España - Canarias

Engañosa simplicidad

Pedro Egidio

jueves, 8 de febrero de 2007
Las Palmas de Gran Canaria, viernes, 2 de febrero de 2007. Auditorio Alfredo Kraus. Festival de Música de Canarias. Mozart: Música Masónica. Raquel Lojendio, Geor Zeppenfeld, Steve Davislim, Gustavo Peña. Cor de Cambra del Palau de la Música Catalana. Orquesta Sinfónica de Tenerife. Victor Pablo Pérez, director.
Pedro Egidio.

Una de las obligaciones prácticas que tiene cualquier Festival de Música que se precie, es de presentar una programación sujeta a un concepto determinado y con una dosis de afán de educación al público. El  tiempo libre del público estará siempre mejor empleado, en términos musicales, cuando se le presentan obras revestidas de un concepto o propósito determinado, que no busca otra cosa que ampliar sus horizontes musicales.

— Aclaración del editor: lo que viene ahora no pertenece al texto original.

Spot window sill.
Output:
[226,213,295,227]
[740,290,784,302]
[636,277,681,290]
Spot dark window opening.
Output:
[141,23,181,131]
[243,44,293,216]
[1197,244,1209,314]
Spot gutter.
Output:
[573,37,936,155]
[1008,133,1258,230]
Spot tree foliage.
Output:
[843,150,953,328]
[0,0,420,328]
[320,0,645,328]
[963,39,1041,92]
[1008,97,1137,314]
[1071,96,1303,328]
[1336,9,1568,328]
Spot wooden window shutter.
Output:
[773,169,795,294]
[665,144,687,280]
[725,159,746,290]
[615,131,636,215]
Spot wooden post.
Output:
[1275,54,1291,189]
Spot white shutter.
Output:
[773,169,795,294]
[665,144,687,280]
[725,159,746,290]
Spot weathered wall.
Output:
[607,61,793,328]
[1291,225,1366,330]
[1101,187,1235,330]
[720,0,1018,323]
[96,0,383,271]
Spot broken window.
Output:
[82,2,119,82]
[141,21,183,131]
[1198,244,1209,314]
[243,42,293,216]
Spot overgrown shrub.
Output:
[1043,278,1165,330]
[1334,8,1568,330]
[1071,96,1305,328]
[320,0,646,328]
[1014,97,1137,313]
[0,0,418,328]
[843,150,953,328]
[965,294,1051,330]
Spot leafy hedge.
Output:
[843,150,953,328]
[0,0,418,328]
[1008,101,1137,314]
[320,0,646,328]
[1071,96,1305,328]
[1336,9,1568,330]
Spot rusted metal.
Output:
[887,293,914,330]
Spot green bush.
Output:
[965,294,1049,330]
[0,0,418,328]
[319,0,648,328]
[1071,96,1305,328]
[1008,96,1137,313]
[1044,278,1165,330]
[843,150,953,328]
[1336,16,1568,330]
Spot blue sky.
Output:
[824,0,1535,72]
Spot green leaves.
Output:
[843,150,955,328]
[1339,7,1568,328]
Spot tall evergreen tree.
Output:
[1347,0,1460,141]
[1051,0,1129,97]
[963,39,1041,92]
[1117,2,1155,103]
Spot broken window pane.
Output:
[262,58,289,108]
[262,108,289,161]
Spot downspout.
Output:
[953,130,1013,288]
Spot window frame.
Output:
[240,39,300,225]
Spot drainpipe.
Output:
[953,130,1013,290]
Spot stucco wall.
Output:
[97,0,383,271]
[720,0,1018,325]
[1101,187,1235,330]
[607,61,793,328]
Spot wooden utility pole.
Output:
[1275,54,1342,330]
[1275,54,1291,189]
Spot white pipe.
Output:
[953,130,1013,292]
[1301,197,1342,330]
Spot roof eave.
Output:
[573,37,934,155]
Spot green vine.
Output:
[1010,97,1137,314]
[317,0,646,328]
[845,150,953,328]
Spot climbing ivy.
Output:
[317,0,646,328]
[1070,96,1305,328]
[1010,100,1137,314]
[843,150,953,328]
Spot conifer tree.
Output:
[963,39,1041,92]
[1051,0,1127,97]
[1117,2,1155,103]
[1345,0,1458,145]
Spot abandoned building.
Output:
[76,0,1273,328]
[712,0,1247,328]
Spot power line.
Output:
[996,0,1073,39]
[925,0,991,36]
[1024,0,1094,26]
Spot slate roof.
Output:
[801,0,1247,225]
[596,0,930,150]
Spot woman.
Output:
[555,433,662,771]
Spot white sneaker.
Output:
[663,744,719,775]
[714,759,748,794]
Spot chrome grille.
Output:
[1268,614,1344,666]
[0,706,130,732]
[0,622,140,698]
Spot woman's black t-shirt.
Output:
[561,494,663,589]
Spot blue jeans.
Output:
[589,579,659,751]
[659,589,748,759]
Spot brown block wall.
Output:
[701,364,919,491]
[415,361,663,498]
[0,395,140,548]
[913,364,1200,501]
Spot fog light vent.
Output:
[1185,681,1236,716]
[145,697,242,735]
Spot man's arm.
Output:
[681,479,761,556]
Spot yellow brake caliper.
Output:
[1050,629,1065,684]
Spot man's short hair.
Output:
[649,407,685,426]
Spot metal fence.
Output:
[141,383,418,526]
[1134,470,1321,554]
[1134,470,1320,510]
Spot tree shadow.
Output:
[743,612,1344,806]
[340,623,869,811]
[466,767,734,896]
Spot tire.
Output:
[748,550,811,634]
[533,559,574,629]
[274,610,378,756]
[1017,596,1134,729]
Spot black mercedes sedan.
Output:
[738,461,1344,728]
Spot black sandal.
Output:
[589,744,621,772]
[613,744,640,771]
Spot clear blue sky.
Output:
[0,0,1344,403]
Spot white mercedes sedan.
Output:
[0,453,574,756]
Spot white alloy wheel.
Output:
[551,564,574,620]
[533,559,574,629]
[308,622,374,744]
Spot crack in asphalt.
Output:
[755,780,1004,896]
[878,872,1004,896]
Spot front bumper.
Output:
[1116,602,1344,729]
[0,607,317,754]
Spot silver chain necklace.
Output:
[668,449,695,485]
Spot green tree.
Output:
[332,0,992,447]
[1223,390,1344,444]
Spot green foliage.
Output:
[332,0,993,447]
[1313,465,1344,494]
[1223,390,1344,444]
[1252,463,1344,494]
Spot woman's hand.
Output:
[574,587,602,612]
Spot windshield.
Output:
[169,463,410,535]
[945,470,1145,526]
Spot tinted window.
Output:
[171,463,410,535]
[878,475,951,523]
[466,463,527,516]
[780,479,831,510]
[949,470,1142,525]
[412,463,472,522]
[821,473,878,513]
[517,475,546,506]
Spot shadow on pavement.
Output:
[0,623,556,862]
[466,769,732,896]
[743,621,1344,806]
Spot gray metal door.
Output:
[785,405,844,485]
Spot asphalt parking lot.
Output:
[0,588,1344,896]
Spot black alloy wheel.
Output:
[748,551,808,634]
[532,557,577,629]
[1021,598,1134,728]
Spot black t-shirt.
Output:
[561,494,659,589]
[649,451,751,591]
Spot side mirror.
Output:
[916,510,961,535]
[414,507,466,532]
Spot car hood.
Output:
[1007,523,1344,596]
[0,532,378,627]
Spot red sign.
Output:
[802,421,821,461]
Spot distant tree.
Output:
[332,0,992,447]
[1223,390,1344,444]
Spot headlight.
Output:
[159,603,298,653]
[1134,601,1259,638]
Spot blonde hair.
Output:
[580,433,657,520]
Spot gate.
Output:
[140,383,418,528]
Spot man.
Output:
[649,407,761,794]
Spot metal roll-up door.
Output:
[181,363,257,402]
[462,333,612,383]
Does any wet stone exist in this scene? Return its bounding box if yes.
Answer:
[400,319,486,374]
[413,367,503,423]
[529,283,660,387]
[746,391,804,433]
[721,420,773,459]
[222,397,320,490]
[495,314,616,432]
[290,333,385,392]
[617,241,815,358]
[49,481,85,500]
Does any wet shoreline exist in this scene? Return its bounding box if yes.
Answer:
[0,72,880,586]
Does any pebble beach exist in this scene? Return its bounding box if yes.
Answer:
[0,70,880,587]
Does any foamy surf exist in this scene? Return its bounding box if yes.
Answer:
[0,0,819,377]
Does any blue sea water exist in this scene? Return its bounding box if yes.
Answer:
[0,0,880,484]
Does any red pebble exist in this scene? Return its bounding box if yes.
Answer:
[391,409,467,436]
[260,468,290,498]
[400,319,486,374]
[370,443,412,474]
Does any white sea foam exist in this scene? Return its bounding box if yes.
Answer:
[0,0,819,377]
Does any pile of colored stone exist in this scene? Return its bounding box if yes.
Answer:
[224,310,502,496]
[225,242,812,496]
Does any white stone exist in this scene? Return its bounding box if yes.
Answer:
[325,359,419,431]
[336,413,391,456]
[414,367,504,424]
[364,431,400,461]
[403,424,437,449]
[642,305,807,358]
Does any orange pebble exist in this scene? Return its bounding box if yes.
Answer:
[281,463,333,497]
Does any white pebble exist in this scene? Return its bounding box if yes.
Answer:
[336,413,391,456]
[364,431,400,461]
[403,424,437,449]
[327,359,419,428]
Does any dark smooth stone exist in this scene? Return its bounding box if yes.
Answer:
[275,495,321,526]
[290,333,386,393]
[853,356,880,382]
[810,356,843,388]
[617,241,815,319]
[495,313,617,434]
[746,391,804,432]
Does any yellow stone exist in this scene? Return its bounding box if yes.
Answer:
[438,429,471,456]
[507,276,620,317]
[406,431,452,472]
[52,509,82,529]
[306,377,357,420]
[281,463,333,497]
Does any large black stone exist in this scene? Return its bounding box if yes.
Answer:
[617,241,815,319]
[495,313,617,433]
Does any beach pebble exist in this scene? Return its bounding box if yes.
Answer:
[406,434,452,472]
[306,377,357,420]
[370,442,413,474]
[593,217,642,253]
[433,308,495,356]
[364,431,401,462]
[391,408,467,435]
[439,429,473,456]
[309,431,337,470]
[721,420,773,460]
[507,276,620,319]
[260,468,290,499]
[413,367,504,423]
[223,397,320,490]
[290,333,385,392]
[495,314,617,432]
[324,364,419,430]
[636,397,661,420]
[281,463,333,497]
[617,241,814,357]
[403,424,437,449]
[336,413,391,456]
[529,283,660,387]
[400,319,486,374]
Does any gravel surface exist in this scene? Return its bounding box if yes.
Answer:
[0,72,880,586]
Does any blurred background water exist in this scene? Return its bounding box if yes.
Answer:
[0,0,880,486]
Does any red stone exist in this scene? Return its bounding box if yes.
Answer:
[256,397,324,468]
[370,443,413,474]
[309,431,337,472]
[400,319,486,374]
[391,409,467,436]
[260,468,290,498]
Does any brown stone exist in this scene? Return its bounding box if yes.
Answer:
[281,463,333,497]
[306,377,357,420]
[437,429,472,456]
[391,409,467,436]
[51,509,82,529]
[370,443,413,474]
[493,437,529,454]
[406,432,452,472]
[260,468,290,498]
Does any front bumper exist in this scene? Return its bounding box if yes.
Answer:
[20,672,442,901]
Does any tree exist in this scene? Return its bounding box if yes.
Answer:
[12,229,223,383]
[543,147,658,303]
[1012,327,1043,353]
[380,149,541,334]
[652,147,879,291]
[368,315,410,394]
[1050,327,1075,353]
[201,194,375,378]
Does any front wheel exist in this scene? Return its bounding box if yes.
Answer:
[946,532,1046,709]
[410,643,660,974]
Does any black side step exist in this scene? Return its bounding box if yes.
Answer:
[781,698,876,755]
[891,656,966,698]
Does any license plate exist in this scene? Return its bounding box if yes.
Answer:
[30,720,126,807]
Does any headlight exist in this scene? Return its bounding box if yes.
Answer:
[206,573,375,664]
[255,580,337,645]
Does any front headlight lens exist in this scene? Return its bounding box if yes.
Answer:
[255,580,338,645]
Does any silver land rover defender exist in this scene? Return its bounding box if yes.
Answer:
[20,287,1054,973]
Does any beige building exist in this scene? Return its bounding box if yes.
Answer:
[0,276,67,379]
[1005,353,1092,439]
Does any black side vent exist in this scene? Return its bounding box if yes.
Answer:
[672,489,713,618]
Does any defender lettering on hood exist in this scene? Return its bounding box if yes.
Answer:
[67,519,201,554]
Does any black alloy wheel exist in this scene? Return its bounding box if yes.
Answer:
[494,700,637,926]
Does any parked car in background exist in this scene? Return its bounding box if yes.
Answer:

El Festival de Música de Canarias tuvo, desde esta perspectiva, la feliz ocurrencia de planificar un concierto que presenta la Música Masónica de Mozart, en un formato secuencial, de acuerdo con el orden y secuencia de los ritos de la masonería en la época de la composición de las obras.

Simultáneamente, los organizadores programaron una interesante conferencia antes del concierto, a cargo de dos conocidos académicos: Pedro Álvarez Lázaro y Ricardo Pinilla Burgos, ambos miembros del Instituto de investigación sobre Liberalismo, Krausismo y Masonería, de la Universidad Pontificia Comillas de Madrid, que sirvió, para el publico interesado, poner dentro de un contexto histórico-religioso, la génesis de las obras y su significado extra musical.

Ciertamente que no todas las obras programadas tienen una misma calidad musical, pero ello no es tan importante considerando que el propósito buscado era una unidad temática, lo que sí se logro, también en el ámbito de la ejecución de las mismas.

La escritura de Mozart es muy peculiar desde la perspectiva de la escritura para los vientos de madera, los cuales, ante una correcta ejecución, deben sonar de una manera dulce pero melancólica a la vez, característica  compositiva que era siempre subrayada por maestros de la talla de Wilhelm Furtwaengler y Karl Bohm. Este equilibrio sonoro ideal pone inmediatamente en evidencia el carácter trascendente de las obras y el hecho que el compositor, de esta manera, también buscaba trascender  las barreras de la tonalidad.

La batuta de Víctor Pablo Pérez es eficaz, pero no se le puede exigir el exaltado nivel de los Maestros nombrados anteriormente. Por ello, las piezas de la primera parte del concierto, en especial los Adagios K. 410 y K.411 sonaron poco diferenciados y algo planos. Ciertamente, en ambos casos, ello no es imputable a la escritura Mozartiana que, en ambas obras, consigue logradísimos resultados. Ello viene a corroborar, una vez mas, que la aparente simpleza de este compositor es muy engañosa, y que exige un sonido muy limpio y depurado, a la vez que una batuta (o una organización musical) del mas alto nivel para resaltar sus cualidades mas permanentes.

La Orquesta Sinfónica de Tenerife (formación reducida) lució un bello sonido y cultivadas dinámicas, que acoplaron bien con el Coro de Cámara del Palau de la Música Catalana, que canto con mucho oficio y entusiasmo, pero sonando a veces, y en los registros mas altos de las voces masculinas, algo sobre-enfático.  

La segunda parte del programa, con selecciones de La Flauta Mágica y la Cantata K623 elevó el nivel de entrega de los intérpretes, logrando entusiasmar en una mayor medida al público asistente. Los cantantes cumplieron su cometido con corrección, destacándose entre ellos el tenor Steve Davislim (de importante carrera mozartiana internacional) de bello fraseo y timbre pleno y brillante, y el bajo Georg Zeppenfeld, de voz noble y profunda.

Al final, el público, satisfecho y más ilustrado, aplaudió largamente a los intérpretes.